Recent fluctuations are mainly stuck on two issues. One is the significant valuation pressure in the AI sector, as Oracle's data center project exposes the question of how high the return on AI investments can be, leading the market to raise questions; the other is from the Federal Reserve, where although there was a 25 basis point cut in December, there are still many hawkish voices, which directly pushed up US Treasury yields, creating a negative feedback loop for the stock market.
From the sector perspective, the seven tech giants are still supporting the index, but the differentiation is becoming increasingly obvious. Nvidia has clearly struggled to gain momentum during this period, while Google has rebounded due to the release of the Gemini model. Intel, on the other hand, has been the biggest winner of the year, rebounding over 80% from its lows. With its AI布局 and policy support, it has indeed turned the tables. The Nasdaq 100 ETF has been continuously attracting capital, with funds consistently flowing in, indicating that medium to long-term confidence is still present.

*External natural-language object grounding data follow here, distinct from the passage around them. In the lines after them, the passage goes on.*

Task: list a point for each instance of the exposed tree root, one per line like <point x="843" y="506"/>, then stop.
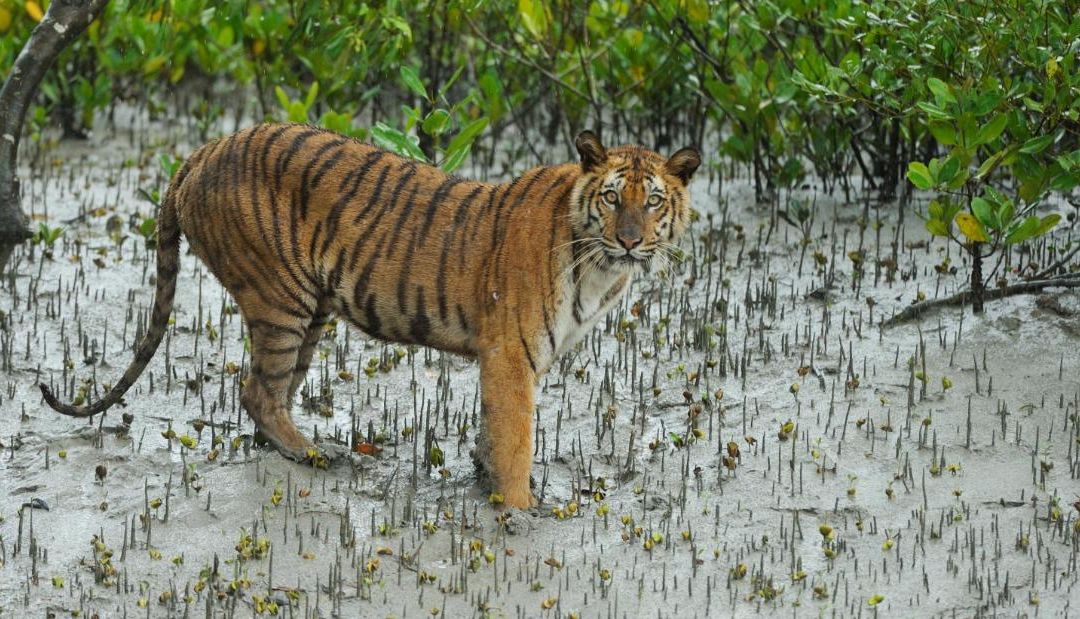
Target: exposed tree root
<point x="963" y="297"/>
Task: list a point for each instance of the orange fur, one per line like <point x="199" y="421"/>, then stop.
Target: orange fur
<point x="299" y="224"/>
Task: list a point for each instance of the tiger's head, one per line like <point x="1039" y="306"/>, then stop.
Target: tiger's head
<point x="630" y="204"/>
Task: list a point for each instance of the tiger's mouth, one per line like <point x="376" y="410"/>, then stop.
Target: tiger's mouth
<point x="630" y="261"/>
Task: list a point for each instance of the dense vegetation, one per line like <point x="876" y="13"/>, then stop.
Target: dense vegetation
<point x="974" y="101"/>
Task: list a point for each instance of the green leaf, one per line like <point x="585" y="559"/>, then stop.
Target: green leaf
<point x="937" y="228"/>
<point x="282" y="97"/>
<point x="535" y="16"/>
<point x="1065" y="183"/>
<point x="971" y="228"/>
<point x="990" y="163"/>
<point x="1037" y="145"/>
<point x="943" y="132"/>
<point x="934" y="111"/>
<point x="413" y="81"/>
<point x="435" y="122"/>
<point x="312" y="93"/>
<point x="990" y="131"/>
<point x="395" y="140"/>
<point x="1025" y="230"/>
<point x="919" y="175"/>
<point x="1003" y="216"/>
<point x="467" y="135"/>
<point x="697" y="11"/>
<point x="948" y="171"/>
<point x="1048" y="224"/>
<point x="940" y="89"/>
<point x="983" y="211"/>
<point x="455" y="159"/>
<point x="454" y="78"/>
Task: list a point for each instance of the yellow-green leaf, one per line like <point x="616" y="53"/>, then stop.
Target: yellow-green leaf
<point x="534" y="15"/>
<point x="971" y="228"/>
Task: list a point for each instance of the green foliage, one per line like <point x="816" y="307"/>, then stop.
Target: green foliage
<point x="786" y="88"/>
<point x="46" y="236"/>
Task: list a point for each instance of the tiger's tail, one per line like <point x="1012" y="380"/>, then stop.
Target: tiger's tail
<point x="169" y="257"/>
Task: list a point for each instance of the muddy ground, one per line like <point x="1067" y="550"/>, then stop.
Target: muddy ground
<point x="827" y="466"/>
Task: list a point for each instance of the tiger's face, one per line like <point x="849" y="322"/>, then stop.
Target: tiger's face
<point x="631" y="204"/>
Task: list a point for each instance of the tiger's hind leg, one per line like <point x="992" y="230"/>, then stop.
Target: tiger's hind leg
<point x="275" y="348"/>
<point x="311" y="337"/>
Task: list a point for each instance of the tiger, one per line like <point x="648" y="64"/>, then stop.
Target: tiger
<point x="300" y="224"/>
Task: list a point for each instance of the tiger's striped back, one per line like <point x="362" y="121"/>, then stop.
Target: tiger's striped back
<point x="299" y="224"/>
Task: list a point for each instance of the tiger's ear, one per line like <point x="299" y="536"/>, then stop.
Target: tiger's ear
<point x="683" y="164"/>
<point x="591" y="150"/>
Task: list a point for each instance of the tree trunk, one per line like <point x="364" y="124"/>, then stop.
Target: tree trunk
<point x="63" y="23"/>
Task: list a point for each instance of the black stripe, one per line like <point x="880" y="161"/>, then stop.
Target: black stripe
<point x="403" y="276"/>
<point x="442" y="191"/>
<point x="386" y="207"/>
<point x="347" y="197"/>
<point x="463" y="319"/>
<point x="260" y="324"/>
<point x="441" y="278"/>
<point x="525" y="345"/>
<point x="421" y="325"/>
<point x="374" y="325"/>
<point x="285" y="157"/>
<point x="306" y="185"/>
<point x="466" y="237"/>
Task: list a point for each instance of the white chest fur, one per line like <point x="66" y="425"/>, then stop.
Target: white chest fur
<point x="586" y="303"/>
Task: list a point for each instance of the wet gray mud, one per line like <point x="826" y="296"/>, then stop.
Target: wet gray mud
<point x="740" y="436"/>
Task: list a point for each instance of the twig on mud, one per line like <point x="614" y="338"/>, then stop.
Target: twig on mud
<point x="963" y="296"/>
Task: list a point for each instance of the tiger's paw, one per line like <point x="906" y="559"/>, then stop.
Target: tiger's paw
<point x="334" y="452"/>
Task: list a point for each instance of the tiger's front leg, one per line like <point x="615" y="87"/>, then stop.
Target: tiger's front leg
<point x="507" y="386"/>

As the New Year approaches, everyone is waiting for the legendary 'Christmas rally'. Historically, the S&P 500 averages a rise of about 1.3% during the last five trading days of the year, but given the current environment, there is significant pressure to lock in profits, and it's hard to say whether the gains can meet expectations. From an operational perspective, it's still important to focus on tech leaders with strong profit certainty, while also keeping an eye on sectors stimulated by the interest rate cut cycle, so as not to be caught off guard by a correction in high valuations.